Devido à sua dimensão, as cidades secundárias poderiam atenuar alguns dos efeitos secundários negativos da urbanização agressiva das megacidades e proporcionar um maior equilíbrio ao processo. Afinal, também elas podem fornecer bens e serviços básicos como habitação, saúde e educação, e provavelmente a um custo mais reduzido. É por isso que os especialistas em urbanização têm vindo a encarar as cidades secundárias como a chave para um crescimento mais inclusivo, que permita a distribuição equitativa de oportunidades por toda a sociedade, em vez de estarem concentradas num número reduzido de pólos privilegiados.

As cidades secundárias também podem estimular as economias nacionais africanas. Para além de providenciarem instalações e serviços públicos, também se podem tornar centros exportadores – como é o caso de Warri na Nigéria, Garoua nos Camarões, e da província de Huye no Ruanda. Se capitalizarem as vantagens geográficas das suas cidades secundárias, os legisladores poderão promover o perfil nacional, e mesmo global, destas regiões, e criar aglomerados comerciais e industriais altamente competitivos.

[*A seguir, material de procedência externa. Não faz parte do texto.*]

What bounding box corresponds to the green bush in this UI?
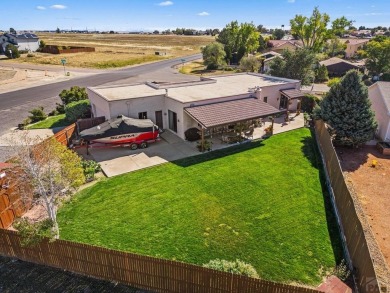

É do interesse de todos os governos africanos incluir as cidades secundárias nas suas estratégias de desenvolvimento nacional. As megacidades não conseguem assegurar sozinhas a urbanização e o crescimento inclusivos. Mas, em concertação com as cidades secundárias, podem servir de nodos de uma rede mais ampla de actividade económica que cubra todo o território do país. E ao acelerar o desenvolvimento regional, as cidades secundárias de apoio fortaleceriam as próprias megacidades. Não existem razões para que as megacidades e as cidades secundárias de África não possam transformar-se em ímanes para pessoas de todo o continente e de todo o mundo.